At one time, the term “consigliore” embodied for lawyers the notion of the completely trusted confidante and advisor. The term doesn’t show up much these days (See my post of Aug. 28, 2005: common desire to be seen as a consigliore.). Perhaps it has been elbowed aside by “trusted legal advisor” (TLA).
Much as “bet the company” litigation gets far more play than its actual frequency deserves, the so too the exalted status of “trusted legal advisor” appears in print and at conferences much more than those who have earned it exist in real life. Agreed, many partners at law firms have earned the respect of their in-house clients; their clients go to them regularly for certain kinds of matters, like their services, and value their advice. That service relationship, it seems to me, represents a basic attorney-client bond but it doesn’t reached the pedestal of “I trust you and need you completely for the toughest calls.”

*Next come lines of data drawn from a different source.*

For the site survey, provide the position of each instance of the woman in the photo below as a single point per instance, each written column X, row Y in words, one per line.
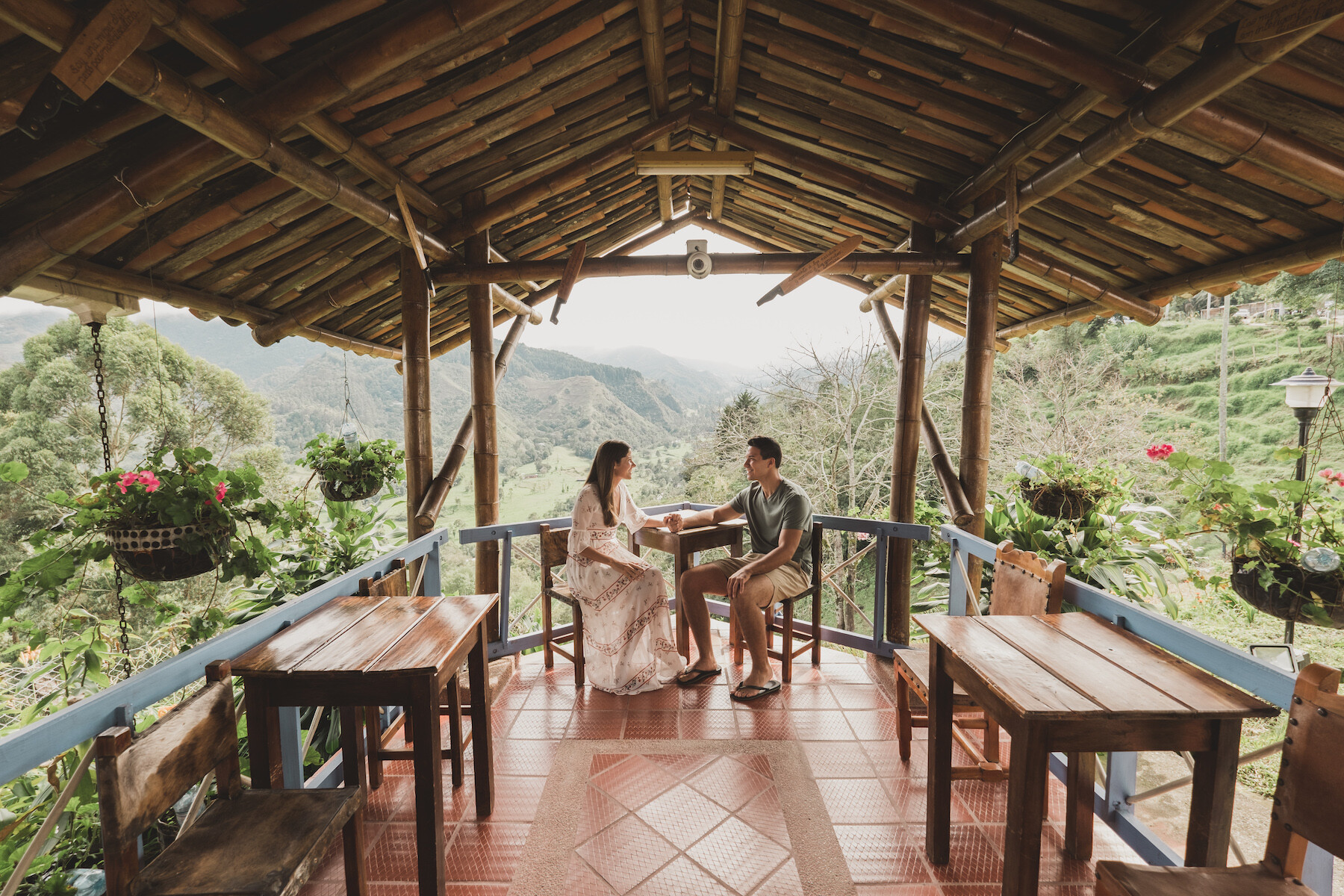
column 628, row 641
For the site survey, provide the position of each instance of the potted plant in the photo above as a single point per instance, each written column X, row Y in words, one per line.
column 1283, row 563
column 351, row 474
column 1058, row 488
column 159, row 521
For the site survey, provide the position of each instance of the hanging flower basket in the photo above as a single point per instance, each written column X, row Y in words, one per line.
column 1058, row 501
column 346, row 491
column 156, row 554
column 1292, row 591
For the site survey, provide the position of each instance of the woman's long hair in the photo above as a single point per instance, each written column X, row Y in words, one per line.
column 601, row 476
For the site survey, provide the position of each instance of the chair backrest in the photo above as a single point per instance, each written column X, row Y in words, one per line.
column 1024, row 585
column 141, row 775
column 1310, row 780
column 390, row 586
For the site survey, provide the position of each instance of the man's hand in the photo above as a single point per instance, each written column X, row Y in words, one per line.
column 737, row 582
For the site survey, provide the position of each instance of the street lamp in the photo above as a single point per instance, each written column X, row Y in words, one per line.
column 1307, row 395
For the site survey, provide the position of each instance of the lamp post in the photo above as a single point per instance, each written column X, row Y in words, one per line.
column 1307, row 395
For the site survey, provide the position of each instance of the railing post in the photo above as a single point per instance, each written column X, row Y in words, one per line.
column 956, row 585
column 505, row 581
column 430, row 574
column 290, row 747
column 880, row 595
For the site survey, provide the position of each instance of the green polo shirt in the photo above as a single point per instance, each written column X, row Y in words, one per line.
column 788, row 508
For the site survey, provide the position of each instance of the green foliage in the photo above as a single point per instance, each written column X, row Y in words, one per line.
column 367, row 467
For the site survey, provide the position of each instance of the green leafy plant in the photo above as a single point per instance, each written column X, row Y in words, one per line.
column 225, row 507
column 1270, row 526
column 354, row 473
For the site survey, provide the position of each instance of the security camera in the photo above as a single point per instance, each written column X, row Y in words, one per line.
column 698, row 262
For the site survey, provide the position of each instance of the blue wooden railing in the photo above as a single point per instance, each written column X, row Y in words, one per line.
column 882, row 529
column 1225, row 662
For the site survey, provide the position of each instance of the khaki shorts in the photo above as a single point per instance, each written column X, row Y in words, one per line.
column 789, row 581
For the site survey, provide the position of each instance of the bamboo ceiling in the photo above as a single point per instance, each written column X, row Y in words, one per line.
column 1152, row 161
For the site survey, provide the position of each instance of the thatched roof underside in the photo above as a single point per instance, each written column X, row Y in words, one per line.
column 530, row 87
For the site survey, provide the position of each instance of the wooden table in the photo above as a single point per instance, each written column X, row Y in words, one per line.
column 682, row 546
column 1077, row 684
column 381, row 650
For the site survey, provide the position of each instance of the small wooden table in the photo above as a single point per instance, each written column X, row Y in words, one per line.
column 682, row 546
column 1078, row 684
column 381, row 650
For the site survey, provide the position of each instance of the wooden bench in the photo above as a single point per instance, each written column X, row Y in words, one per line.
column 264, row 842
column 1308, row 808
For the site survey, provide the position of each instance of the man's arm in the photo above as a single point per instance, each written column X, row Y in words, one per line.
column 789, row 541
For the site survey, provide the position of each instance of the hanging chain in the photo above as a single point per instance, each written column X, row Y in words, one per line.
column 107, row 467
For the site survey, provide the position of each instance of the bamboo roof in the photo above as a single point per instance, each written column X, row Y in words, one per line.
column 1159, row 160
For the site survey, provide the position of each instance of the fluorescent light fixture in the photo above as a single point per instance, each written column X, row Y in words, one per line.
column 695, row 163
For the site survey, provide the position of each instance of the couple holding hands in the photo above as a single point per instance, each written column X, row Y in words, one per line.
column 628, row 635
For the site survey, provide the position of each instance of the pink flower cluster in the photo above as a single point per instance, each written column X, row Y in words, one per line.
column 143, row 477
column 1160, row 452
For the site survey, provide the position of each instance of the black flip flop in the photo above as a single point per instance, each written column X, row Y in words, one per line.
column 769, row 688
column 699, row 675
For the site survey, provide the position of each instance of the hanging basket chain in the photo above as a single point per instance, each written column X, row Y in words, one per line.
column 107, row 467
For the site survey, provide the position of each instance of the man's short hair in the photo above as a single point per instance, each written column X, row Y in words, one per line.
column 769, row 449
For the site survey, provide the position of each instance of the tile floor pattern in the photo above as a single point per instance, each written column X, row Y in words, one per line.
column 712, row 825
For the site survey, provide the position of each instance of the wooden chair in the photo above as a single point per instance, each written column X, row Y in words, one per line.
column 1024, row 585
column 396, row 585
column 556, row 551
column 255, row 842
column 1307, row 809
column 785, row 626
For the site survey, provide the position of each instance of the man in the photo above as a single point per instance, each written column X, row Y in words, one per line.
column 779, row 517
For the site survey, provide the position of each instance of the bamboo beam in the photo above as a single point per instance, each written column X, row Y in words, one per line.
column 1308, row 252
column 905, row 452
column 198, row 35
column 78, row 270
column 727, row 66
column 1206, row 78
column 653, row 42
column 561, row 179
column 959, row 507
column 416, row 399
column 1218, row 124
column 186, row 161
column 981, row 321
column 443, row 484
column 1164, row 34
column 858, row 264
column 485, row 440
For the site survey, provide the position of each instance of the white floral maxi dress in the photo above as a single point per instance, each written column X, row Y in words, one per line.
column 628, row 641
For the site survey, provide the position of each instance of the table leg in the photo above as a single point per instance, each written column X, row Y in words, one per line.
column 1078, row 812
column 1211, row 797
column 355, row 775
column 483, row 741
column 939, row 818
column 262, row 735
column 428, row 759
column 1026, row 808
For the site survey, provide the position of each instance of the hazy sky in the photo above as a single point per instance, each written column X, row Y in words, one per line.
column 699, row 319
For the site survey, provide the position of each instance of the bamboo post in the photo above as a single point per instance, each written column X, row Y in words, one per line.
column 485, row 458
column 959, row 507
column 416, row 414
column 443, row 484
column 981, row 323
column 906, row 444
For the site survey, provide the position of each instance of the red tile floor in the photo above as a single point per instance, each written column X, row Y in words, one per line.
column 662, row 824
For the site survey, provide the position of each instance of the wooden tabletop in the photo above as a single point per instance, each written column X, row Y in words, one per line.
column 1075, row 665
column 369, row 637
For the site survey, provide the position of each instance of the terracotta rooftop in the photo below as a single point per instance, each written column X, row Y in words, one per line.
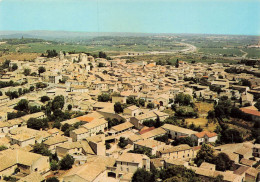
column 203, row 133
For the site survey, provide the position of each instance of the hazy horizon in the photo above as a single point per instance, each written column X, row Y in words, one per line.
column 231, row 17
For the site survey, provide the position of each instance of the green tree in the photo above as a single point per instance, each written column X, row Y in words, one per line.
column 184, row 140
column 231, row 136
column 131, row 100
column 122, row 142
column 118, row 107
column 6, row 64
column 41, row 69
column 52, row 179
column 257, row 104
column 58, row 102
column 45, row 98
column 223, row 162
column 65, row 127
column 14, row 67
column 102, row 55
column 150, row 105
column 54, row 165
column 26, row 72
column 2, row 147
column 104, row 97
column 141, row 175
column 205, row 154
column 69, row 107
column 37, row 124
column 108, row 146
column 66, row 162
column 22, row 105
column 141, row 102
column 31, row 88
column 177, row 63
column 40, row 148
column 57, row 125
column 34, row 109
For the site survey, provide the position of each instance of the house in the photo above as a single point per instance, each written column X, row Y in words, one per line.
column 161, row 115
column 249, row 173
column 89, row 172
column 204, row 137
column 175, row 162
column 97, row 144
column 130, row 162
column 53, row 142
column 206, row 165
column 3, row 116
column 244, row 152
column 252, row 111
column 96, row 169
column 183, row 151
column 154, row 133
column 151, row 145
column 27, row 162
column 177, row 132
column 40, row 136
column 96, row 126
column 89, row 129
column 121, row 128
column 74, row 149
column 207, row 174
column 79, row 134
column 256, row 150
column 132, row 110
column 34, row 176
column 38, row 115
column 22, row 140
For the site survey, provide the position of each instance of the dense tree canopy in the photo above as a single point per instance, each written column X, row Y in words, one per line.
column 104, row 97
column 41, row 69
column 222, row 162
column 205, row 154
column 67, row 162
column 141, row 175
column 118, row 107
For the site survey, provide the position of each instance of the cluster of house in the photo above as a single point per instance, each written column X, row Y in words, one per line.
column 81, row 79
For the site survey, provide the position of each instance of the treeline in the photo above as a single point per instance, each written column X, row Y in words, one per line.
column 22, row 41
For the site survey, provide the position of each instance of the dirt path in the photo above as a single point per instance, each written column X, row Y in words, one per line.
column 245, row 53
column 188, row 49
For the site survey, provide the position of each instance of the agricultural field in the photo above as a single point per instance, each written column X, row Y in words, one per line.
column 228, row 52
column 253, row 52
column 204, row 107
column 203, row 123
column 18, row 56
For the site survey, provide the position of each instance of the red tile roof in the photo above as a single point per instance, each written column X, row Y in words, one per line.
column 85, row 118
column 203, row 133
column 250, row 111
column 146, row 129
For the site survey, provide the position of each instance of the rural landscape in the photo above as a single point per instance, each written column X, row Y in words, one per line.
column 78, row 105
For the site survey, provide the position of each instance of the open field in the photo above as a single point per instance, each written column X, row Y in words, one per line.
column 202, row 123
column 253, row 52
column 204, row 107
column 221, row 51
column 19, row 56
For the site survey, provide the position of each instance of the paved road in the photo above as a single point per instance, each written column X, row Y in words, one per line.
column 189, row 49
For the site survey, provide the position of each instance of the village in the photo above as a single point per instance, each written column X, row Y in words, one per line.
column 72, row 117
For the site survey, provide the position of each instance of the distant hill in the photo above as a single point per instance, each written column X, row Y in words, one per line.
column 54, row 35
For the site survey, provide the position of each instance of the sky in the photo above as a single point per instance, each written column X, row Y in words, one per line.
column 240, row 17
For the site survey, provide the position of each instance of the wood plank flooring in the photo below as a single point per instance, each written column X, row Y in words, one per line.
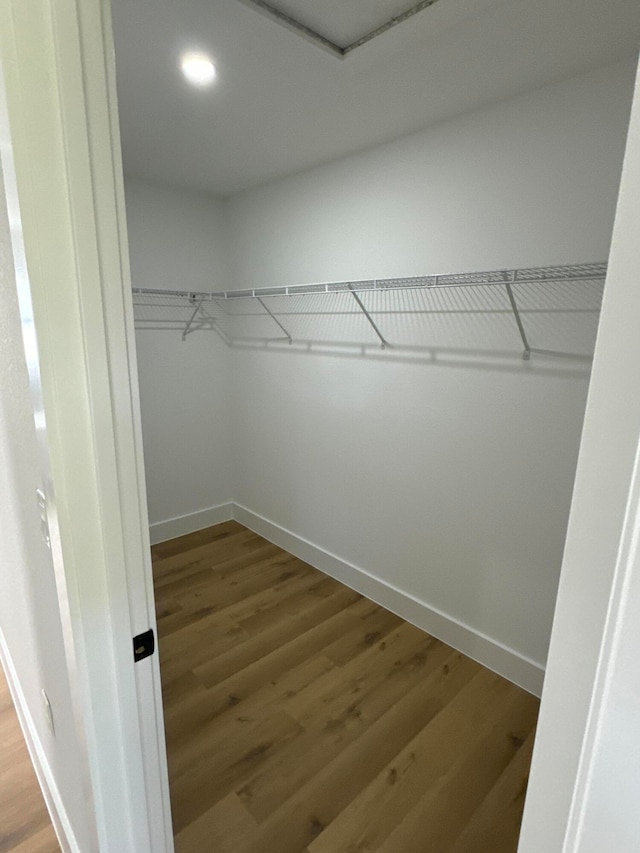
column 25, row 825
column 303, row 718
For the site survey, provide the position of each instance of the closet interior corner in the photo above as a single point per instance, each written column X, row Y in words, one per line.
column 368, row 254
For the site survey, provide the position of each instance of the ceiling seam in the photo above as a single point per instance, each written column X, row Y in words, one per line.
column 322, row 41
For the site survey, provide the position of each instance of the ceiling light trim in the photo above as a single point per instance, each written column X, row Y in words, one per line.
column 322, row 41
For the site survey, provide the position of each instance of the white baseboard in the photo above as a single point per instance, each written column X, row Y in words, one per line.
column 173, row 527
column 53, row 800
column 499, row 658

Technical proficiency and economic efficiency demonstrated over time doesn’t reach the connotation of “trusted legal advisor” – a person who makes the really tough judgment calls that require courage, grey hair, magisterial knowledge, gravitas. Only every now and then does a general counsel look for that kind of penetrating perspicuity – a hostile tender offer, a CEO charged with harassment, the anti-trust threat of breakup, “telephone number” damages (10 digits, billions of dollars), a dawn raid by the SEC, a headline disaster. We should try not to dilute powerful terms; TLA should be a privileged, rare accolade.